Zymeworks and Celgene will collaborate on the R&D of multiple bi-specific antibodies based on the Azymetric platform. Celgene will have the option to advance the resulting bi-specific candidates through clinical development and subsequent commercialization. Zymeworks will receive an initial upfront payment, as well as an equity investment from Celgene. Zymeworks is eligible to receive clinical, regulatory and commercial milestones on successful candidates totaling up to $164 million per therapeutic candidate. Additionally, Zymeworks will receive royalties on worldwide net sales. Further financial details are not disclosed.
“We are extremely excited to collaborate with Celgene on the development of bi-specific antibodies using the Azymetric platform and believe that this class of biotherapeutics has the potential to create game-changing treatment options for patients with unmet medical needs,” said Ali Tehrani, Ph.D., president and CEO of Zymeworks. “We believe that the upfront revenue from this collaboration, in combination with Celgene’s meaningful equity investment and the proceeds from our recent financing rounds, will help accelerate Zymeworks’ internal oncology pipeline candidates towards multiple INDs in 2016 and beyond.”
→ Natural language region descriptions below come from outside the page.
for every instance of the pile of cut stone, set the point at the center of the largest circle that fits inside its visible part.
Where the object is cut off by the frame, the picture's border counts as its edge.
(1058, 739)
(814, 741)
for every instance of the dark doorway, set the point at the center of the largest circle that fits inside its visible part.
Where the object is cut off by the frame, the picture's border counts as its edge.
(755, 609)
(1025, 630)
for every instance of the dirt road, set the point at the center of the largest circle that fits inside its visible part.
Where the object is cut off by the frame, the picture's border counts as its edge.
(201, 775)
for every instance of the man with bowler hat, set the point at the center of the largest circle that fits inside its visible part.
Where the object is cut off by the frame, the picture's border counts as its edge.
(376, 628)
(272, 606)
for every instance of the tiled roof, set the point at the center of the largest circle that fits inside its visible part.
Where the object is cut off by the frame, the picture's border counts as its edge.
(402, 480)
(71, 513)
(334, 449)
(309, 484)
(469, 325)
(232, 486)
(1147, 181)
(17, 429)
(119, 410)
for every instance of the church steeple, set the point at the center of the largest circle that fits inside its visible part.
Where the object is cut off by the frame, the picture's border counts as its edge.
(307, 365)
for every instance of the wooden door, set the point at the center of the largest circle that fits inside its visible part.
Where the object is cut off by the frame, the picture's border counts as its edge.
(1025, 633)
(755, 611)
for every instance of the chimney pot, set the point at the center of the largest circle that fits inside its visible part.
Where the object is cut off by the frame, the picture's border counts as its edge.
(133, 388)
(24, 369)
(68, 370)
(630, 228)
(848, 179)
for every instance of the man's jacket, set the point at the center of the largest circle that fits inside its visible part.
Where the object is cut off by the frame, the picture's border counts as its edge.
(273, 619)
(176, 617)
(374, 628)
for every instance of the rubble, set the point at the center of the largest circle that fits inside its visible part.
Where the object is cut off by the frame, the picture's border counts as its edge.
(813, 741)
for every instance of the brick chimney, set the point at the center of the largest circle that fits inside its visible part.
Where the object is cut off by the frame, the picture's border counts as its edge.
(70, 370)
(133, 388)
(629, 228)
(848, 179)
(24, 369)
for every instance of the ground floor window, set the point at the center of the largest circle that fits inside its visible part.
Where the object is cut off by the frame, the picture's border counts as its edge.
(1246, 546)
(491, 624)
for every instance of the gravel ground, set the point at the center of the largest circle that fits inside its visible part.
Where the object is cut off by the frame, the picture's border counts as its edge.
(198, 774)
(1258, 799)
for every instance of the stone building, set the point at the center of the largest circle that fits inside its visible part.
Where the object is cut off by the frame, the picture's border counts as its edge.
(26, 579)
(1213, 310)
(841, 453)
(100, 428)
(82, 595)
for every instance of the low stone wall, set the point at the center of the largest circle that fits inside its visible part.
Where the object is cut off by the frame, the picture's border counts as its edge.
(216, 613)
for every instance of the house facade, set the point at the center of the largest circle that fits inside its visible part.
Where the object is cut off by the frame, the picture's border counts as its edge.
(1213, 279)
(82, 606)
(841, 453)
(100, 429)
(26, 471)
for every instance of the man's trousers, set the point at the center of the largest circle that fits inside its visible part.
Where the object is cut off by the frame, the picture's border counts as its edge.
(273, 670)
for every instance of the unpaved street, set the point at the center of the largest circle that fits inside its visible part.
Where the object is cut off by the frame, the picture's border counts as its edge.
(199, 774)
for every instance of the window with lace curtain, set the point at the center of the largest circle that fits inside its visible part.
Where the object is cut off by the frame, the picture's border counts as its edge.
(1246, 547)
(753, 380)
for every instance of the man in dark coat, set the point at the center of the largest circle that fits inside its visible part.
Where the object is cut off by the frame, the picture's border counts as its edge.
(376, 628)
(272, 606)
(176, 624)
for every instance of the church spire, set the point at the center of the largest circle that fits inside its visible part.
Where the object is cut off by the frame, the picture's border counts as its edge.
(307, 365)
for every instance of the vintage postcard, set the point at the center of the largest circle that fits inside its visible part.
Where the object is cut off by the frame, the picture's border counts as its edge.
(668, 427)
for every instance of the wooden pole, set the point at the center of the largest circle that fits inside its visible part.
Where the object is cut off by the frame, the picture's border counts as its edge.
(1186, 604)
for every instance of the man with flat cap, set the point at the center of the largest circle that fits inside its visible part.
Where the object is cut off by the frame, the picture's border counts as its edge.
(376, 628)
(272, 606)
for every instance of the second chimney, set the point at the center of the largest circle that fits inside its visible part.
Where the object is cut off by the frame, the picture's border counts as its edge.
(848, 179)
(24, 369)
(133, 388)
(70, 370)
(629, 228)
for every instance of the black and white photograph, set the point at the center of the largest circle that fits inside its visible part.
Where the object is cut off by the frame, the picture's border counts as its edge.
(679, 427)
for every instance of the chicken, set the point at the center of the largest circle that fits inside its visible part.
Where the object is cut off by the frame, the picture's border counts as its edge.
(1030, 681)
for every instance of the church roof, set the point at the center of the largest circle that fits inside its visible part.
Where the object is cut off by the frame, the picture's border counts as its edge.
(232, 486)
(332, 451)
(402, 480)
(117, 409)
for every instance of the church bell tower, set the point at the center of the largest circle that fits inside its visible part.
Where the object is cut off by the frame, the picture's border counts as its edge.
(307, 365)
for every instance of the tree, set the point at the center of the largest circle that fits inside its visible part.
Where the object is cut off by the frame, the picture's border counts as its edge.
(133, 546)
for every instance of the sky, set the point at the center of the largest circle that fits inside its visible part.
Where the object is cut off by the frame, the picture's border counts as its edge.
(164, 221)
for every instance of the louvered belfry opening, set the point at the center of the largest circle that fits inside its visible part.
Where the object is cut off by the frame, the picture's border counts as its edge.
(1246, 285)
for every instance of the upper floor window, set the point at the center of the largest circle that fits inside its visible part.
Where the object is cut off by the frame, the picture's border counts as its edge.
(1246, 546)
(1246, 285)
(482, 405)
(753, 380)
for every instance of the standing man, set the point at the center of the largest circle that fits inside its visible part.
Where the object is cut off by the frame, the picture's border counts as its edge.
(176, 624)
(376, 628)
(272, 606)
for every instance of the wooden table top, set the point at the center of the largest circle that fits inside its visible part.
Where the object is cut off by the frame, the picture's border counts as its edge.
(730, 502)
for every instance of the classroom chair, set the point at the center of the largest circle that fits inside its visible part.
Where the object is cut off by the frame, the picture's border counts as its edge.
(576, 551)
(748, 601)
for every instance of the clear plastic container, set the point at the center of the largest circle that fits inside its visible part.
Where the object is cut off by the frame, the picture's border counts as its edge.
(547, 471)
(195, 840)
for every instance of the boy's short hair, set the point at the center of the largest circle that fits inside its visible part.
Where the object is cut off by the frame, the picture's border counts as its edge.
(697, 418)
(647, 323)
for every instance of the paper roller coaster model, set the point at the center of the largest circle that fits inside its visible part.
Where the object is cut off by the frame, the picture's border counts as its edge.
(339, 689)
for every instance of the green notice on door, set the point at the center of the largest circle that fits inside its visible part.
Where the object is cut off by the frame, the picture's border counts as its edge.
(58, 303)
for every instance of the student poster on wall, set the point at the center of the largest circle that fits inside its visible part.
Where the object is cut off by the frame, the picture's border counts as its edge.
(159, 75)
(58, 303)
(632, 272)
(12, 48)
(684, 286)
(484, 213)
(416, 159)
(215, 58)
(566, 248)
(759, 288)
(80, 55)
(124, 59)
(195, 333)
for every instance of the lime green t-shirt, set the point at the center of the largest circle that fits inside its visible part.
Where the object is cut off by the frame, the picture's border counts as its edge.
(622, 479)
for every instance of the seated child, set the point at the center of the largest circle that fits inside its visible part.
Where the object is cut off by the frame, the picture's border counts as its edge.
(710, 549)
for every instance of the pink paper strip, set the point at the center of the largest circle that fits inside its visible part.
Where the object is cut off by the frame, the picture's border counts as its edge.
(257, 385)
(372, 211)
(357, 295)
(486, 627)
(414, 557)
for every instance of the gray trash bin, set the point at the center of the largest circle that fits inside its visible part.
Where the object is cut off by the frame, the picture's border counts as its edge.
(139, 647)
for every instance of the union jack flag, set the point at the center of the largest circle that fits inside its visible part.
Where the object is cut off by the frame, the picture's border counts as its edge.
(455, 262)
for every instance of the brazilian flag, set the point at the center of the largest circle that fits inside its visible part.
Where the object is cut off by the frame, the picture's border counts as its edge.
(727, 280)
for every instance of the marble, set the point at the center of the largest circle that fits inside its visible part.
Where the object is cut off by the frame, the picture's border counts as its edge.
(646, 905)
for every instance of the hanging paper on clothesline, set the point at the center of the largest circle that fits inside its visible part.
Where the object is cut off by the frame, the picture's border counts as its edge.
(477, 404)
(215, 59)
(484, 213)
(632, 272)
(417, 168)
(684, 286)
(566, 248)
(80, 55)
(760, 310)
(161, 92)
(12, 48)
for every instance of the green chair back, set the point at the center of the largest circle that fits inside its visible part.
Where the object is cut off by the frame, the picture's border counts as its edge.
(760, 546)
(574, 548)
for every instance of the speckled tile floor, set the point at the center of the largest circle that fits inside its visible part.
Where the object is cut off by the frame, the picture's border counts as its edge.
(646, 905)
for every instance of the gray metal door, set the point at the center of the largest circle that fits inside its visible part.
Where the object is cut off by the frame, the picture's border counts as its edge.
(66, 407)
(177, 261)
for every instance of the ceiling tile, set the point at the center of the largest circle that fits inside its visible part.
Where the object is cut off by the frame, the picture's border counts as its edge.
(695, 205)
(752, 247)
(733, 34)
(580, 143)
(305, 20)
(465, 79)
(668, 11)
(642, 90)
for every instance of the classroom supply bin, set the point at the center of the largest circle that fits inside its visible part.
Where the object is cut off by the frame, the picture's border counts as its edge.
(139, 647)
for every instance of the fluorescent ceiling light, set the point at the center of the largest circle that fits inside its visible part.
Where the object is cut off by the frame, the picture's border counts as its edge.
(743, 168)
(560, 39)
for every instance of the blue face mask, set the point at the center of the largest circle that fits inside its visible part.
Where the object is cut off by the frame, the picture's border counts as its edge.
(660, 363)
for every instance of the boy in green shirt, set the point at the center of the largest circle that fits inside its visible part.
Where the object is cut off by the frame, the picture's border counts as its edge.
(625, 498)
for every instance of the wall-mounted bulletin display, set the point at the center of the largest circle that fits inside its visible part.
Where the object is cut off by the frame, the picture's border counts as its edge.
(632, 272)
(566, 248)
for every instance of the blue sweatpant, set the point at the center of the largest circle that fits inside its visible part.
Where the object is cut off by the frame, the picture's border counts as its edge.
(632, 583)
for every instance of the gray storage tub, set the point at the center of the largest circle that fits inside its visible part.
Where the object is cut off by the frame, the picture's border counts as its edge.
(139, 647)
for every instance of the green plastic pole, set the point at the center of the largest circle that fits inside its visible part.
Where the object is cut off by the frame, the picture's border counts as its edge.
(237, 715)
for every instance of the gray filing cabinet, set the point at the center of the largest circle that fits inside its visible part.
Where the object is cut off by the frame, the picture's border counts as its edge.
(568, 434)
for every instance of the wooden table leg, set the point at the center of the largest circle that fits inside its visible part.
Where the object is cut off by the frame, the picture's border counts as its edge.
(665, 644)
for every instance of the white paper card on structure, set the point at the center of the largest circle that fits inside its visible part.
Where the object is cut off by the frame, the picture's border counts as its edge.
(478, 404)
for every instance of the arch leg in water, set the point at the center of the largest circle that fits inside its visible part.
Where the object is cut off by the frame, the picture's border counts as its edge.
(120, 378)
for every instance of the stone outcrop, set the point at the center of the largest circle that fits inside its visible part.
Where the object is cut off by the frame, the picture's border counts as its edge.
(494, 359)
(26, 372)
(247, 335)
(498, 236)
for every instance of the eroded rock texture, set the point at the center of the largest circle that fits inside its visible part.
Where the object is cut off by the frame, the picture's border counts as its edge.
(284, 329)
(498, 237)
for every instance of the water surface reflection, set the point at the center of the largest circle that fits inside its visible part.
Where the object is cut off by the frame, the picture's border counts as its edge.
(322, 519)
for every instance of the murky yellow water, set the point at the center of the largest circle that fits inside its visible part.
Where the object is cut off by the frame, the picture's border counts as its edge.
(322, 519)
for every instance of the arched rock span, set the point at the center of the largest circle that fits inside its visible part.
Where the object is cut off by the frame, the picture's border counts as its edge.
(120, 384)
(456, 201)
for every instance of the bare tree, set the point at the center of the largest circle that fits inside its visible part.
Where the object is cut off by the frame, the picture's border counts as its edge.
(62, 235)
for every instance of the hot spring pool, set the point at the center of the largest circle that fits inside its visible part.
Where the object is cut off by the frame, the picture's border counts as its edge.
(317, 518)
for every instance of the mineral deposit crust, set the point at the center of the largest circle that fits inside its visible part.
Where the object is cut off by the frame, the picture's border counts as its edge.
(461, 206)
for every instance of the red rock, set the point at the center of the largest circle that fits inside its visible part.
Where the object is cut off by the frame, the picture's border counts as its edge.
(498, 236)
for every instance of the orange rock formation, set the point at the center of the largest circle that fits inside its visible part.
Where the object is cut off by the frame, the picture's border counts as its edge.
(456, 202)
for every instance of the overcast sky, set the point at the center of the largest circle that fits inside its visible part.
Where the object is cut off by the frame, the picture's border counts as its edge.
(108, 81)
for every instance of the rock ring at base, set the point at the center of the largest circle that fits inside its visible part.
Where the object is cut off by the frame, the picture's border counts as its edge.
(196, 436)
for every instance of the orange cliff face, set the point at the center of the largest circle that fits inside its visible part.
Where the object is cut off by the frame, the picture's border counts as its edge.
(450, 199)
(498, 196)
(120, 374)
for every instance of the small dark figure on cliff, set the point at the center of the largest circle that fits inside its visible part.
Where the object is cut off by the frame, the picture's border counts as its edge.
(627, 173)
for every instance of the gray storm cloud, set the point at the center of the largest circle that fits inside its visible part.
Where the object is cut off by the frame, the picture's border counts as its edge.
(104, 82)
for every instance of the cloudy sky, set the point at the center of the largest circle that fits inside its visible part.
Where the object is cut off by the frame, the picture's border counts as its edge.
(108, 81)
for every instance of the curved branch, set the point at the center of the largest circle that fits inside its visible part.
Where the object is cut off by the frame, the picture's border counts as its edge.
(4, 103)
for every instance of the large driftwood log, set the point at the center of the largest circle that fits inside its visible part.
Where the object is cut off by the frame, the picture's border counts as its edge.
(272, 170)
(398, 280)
Bi-specific antibodies developed using the Azymetric platform resemble conventional mono-specific antibodies while being able to simultaneously bind to two different targets resulting in additive or synergistic therapeutic responses. Azymetric antibodies spontaneously assemble into a single molecule with two different Fab domains comprising of unique heavy and light chain pairings.
Azymetric antibodies are manufactured using conventional monoclonal antibody processes and also can be easily adapted to rapidly screen target and sequence combinations for bi-specific activities in the final therapeutic format thereby significantly reducing drug development timelines.